What you don’t know and they don’t tell you: 

  • The borrower is not a party to the mortgage insurance policy. The lender does not have to disclose the name of the insurer or the amount of insurance purchased. However, the buyer is normally responsible for premiums.

  • Lenders can purchase protection for up to 40% or more of the mortgage amount without disclosing to the buyer more than the premium amount. For example, you buy a $200,000 house with a 10% down payment of $20,000 and finance the balance with a mortgage of $180,000. The lender might protect 40%, or a total of $72,000, with mortgage insurance on which you pay the premium.

  • Proceeds received by the lender from a PMI policy do not offset any deficiency judgments against you, the borrower. They can collect on the policy and still come after you.

  • PMI Insurer can pay anyone along the transaction line for services rendered that reduce the risk of the loan or reduce the expenses of the insurance company.

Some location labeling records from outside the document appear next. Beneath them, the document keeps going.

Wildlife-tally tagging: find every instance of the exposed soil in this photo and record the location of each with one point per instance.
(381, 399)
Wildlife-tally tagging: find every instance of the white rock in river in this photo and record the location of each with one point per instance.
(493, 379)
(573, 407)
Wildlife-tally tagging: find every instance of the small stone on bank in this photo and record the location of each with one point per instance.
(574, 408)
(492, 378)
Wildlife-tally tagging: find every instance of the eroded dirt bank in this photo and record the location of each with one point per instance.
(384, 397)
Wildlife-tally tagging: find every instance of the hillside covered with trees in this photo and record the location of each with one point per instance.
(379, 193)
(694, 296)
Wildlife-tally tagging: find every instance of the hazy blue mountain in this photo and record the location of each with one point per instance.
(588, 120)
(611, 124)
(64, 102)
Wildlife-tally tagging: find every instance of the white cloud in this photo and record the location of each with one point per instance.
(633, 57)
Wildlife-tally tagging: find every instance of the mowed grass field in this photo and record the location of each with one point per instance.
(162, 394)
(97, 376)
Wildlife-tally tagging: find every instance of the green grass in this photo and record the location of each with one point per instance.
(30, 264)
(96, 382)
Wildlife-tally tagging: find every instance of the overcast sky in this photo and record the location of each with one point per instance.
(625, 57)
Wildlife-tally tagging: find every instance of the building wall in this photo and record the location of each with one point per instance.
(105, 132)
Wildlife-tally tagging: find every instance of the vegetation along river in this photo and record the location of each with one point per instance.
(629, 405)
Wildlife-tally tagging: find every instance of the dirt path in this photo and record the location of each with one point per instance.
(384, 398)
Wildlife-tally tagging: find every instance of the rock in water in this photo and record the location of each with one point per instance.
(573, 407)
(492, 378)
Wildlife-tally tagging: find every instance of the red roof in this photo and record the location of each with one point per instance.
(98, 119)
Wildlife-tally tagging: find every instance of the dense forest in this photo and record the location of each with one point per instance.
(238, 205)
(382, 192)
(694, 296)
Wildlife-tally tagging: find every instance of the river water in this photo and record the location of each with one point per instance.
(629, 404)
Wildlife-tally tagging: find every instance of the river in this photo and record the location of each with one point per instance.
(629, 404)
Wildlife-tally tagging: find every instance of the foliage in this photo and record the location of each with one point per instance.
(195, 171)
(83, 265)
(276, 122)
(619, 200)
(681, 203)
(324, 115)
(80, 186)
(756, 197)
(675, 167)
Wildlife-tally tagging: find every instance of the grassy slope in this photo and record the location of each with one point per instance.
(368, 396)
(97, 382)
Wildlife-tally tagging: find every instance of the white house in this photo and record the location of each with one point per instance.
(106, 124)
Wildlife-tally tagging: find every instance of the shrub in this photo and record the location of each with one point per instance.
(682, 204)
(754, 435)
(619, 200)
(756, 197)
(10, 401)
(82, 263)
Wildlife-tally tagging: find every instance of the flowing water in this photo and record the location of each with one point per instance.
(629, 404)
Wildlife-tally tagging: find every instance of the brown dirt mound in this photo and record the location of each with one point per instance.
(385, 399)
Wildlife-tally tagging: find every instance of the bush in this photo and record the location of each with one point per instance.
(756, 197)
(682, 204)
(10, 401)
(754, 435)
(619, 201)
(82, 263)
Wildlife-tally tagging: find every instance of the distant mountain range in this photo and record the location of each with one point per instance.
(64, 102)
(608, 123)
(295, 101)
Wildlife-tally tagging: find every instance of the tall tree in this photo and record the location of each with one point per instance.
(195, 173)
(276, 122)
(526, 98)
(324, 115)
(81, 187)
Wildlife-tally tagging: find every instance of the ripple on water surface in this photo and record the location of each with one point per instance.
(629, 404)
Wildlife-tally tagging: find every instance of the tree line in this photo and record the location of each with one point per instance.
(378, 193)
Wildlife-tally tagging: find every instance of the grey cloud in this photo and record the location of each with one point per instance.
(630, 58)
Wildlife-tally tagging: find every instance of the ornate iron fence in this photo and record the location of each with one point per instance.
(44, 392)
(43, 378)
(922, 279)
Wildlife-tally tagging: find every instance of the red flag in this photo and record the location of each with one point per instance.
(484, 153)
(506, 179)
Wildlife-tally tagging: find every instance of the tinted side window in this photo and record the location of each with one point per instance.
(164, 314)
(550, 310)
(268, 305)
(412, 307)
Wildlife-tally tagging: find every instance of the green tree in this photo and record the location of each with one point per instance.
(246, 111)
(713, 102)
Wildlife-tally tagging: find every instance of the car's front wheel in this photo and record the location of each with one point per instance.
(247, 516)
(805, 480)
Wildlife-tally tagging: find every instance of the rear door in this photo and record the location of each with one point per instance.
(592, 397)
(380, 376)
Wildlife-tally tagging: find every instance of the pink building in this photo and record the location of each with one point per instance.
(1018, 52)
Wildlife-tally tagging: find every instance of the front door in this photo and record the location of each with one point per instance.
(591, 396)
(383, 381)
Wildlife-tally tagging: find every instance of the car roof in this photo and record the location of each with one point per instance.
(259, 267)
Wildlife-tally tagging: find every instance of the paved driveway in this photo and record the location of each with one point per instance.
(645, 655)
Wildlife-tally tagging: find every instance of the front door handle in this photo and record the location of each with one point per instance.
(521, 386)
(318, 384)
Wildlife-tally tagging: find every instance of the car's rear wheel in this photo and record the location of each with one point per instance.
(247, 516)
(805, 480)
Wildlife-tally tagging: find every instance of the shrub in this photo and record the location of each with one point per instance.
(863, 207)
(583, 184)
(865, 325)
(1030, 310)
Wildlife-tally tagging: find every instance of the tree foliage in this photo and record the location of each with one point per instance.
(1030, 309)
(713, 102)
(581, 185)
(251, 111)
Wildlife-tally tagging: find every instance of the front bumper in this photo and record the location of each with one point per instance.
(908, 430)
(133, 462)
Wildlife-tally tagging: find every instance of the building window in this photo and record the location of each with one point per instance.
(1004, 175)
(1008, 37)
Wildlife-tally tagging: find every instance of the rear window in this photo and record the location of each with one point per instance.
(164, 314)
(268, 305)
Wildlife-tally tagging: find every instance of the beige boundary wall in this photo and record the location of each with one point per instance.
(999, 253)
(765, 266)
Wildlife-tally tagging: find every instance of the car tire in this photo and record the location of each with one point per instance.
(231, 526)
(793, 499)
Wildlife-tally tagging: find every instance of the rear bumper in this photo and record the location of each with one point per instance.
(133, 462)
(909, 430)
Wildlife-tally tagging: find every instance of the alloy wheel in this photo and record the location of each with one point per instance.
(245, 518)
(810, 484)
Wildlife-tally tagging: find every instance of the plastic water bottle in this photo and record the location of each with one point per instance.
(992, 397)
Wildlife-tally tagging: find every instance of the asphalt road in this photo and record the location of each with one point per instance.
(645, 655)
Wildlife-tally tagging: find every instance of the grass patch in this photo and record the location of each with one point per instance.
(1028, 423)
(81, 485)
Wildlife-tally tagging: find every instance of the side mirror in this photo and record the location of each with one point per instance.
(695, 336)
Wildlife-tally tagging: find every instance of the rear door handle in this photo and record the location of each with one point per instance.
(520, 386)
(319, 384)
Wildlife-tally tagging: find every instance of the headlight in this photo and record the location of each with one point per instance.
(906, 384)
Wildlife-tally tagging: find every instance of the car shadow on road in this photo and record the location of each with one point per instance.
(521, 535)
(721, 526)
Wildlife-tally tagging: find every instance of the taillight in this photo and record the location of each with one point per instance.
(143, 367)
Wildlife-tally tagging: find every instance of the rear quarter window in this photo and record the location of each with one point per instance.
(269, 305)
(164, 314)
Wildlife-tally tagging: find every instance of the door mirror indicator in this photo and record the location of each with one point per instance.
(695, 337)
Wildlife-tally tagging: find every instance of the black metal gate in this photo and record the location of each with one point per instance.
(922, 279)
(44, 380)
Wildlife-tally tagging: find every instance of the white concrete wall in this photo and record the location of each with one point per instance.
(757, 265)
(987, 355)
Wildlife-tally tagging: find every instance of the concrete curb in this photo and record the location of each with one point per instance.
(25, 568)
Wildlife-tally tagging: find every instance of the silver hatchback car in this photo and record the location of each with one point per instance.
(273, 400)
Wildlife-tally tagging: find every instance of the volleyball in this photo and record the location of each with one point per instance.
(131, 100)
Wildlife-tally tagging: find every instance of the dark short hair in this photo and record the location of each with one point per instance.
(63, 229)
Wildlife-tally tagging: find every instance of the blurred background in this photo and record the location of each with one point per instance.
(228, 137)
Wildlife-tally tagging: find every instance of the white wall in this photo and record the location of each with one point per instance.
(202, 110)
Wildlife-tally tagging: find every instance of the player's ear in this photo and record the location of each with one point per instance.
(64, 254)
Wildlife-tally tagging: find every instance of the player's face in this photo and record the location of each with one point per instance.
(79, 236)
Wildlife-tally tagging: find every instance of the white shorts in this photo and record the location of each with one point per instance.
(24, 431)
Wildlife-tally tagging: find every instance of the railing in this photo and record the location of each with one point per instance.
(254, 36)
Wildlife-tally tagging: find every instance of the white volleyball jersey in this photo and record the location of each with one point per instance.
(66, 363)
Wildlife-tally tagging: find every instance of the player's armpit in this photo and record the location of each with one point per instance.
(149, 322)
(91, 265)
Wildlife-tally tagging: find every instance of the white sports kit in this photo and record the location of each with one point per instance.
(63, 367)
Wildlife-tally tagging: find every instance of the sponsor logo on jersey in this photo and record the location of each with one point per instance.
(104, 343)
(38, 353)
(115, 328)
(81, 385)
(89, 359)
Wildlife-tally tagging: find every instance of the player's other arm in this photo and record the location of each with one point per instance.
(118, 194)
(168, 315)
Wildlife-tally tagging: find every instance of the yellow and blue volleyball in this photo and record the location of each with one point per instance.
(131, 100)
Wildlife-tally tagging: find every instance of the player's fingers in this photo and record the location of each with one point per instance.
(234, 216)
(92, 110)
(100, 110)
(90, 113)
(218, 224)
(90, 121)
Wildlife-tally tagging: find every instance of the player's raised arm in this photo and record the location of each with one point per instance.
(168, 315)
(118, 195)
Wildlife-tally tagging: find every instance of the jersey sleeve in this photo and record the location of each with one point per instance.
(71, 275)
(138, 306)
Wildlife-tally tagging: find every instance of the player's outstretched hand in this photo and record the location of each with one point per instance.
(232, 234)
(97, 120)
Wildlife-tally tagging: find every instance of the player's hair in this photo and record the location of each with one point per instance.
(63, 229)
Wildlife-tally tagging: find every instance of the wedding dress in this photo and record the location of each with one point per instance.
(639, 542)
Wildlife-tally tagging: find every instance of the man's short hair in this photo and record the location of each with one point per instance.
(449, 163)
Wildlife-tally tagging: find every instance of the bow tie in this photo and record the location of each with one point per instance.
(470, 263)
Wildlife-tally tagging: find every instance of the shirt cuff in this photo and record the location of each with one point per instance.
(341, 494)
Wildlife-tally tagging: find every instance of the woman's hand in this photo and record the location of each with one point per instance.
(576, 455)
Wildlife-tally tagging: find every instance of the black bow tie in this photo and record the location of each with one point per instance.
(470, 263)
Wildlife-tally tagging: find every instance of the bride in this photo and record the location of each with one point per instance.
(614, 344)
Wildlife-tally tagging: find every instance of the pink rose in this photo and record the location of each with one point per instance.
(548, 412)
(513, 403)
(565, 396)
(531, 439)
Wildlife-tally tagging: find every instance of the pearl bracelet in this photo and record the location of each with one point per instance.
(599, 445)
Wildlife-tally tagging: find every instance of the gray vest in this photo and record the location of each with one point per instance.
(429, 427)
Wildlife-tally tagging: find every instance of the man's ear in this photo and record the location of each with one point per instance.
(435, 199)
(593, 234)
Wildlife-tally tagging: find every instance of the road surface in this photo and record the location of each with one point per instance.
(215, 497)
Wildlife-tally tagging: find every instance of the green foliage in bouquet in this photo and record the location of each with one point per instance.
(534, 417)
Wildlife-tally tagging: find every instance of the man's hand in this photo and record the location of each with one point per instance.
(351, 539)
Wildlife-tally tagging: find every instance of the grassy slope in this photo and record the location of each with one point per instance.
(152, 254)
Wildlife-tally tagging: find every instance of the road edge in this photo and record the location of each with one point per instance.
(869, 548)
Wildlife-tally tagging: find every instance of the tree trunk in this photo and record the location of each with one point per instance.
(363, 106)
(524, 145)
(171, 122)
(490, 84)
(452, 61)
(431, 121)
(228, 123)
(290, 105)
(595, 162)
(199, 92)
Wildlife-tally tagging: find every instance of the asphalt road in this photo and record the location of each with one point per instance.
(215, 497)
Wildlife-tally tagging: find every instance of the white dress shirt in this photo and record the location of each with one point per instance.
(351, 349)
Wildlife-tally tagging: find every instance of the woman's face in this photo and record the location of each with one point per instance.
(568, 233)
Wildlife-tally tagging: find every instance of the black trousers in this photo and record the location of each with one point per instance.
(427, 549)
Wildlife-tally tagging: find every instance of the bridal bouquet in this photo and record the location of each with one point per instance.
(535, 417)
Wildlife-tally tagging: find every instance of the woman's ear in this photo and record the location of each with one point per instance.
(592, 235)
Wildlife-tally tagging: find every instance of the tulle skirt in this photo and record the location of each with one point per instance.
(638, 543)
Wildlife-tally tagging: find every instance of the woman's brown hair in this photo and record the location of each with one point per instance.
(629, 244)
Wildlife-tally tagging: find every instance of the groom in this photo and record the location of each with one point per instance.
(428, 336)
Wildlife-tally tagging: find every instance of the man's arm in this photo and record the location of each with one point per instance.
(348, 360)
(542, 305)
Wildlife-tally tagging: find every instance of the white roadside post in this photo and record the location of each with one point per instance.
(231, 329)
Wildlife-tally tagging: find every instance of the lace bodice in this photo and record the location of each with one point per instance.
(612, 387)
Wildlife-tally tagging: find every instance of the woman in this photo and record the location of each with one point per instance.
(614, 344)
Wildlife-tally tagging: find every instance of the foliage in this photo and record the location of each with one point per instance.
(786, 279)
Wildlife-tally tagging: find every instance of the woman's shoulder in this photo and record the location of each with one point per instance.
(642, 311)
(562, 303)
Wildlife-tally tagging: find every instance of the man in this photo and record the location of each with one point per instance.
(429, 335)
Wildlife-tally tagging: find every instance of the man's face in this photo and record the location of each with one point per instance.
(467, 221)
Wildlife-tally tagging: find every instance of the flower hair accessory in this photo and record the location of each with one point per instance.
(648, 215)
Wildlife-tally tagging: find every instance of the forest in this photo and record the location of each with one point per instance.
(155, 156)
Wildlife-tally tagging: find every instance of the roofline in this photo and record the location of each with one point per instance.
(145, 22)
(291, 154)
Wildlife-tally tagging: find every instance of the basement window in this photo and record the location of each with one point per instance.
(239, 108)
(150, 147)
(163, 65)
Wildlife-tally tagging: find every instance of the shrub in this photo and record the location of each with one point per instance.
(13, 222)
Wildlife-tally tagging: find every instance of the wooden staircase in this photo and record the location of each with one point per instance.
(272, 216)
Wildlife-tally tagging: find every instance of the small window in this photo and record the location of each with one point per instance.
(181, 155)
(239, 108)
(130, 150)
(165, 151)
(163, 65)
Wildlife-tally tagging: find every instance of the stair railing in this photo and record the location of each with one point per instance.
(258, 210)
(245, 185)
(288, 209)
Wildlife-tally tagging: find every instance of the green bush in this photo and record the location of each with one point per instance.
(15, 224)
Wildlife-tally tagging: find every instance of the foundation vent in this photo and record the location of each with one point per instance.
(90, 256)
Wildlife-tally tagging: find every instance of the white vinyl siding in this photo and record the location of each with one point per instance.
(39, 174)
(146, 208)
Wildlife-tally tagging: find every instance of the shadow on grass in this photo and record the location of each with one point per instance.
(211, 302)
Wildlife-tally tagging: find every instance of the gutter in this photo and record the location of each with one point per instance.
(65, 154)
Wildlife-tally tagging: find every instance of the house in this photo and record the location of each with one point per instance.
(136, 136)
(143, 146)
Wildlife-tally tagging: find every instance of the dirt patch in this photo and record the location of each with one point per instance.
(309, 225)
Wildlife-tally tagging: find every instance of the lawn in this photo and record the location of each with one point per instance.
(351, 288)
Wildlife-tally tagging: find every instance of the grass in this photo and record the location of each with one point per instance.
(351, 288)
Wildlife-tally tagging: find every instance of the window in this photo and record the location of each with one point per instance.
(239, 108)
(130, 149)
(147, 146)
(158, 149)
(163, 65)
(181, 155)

This implies that they can pay commissions to the lender. Understand that it comes out of your pocket.

  • The monthly premium for most PMIs is fixed. In other words, as the mortgage balance decreases, presumably along with the risk to the lender, the borrower continues to pay the same premium based on the risk assessment at the time the loan was originated.

  • While many lenders will consider allowing the buyer to cancel the PMI when the property’s value increases so that the 80% loan-to-value ratio is achieved, they are under no obligation to do so. In my experience, the lender required me to pay for an appraisal done by an appraisal company selected by them. Additionally, the borrower generally must provide proof that there is no second mortgage on the property.

  • The lender can buy PMI, for which it pays the premiums, without notifying the borrower. Funding for these premiums may come indirectly from the borrower through points paid at closing or higher interest rates.

PMI premiums are not negligible. I looked at a loan statement for one of my recent investment properties. On a loan of approximately $200,000, the monthly principal and interest payment was $1,124.93. The monthly PMI was $163.53, or 15% of the P&I. However, I never found out how much insurance was purchased or from whom. If you had carried this property for the 10 years or so necessary to bring the mortgage balance down to 78% of the purchase price, You would have paid more than $19,000 in PMI premiums (almost 10% of the original loan amount).

In the many recent articles on foreclosures, borrowers are urged to contact their lenders immediately when they have financial problems or feel they will not be able to keep their mortgage payments current. They stress that settling with your lender is much better than going through a foreclosure. Even if foreclosure is unavoidable, industry savants recommend working with the lender to facilitate a “short sale,” where the sale price is less than the mortgage amount, thus avoiding the stigma of foreclosure.

Wake up!!If the lender is covered by a PMI policy, will they be more or less willing to work with you? Why would they offer you extended or more favorable terms or allow a short sale when they only need to foreclose to collect on your insurance? Isn’t it ironic? You could pay thousands for coverage that helps pit your lender against your best interests.A banker is someone who lends you an umbrella, but wants it back when it rains.said my father.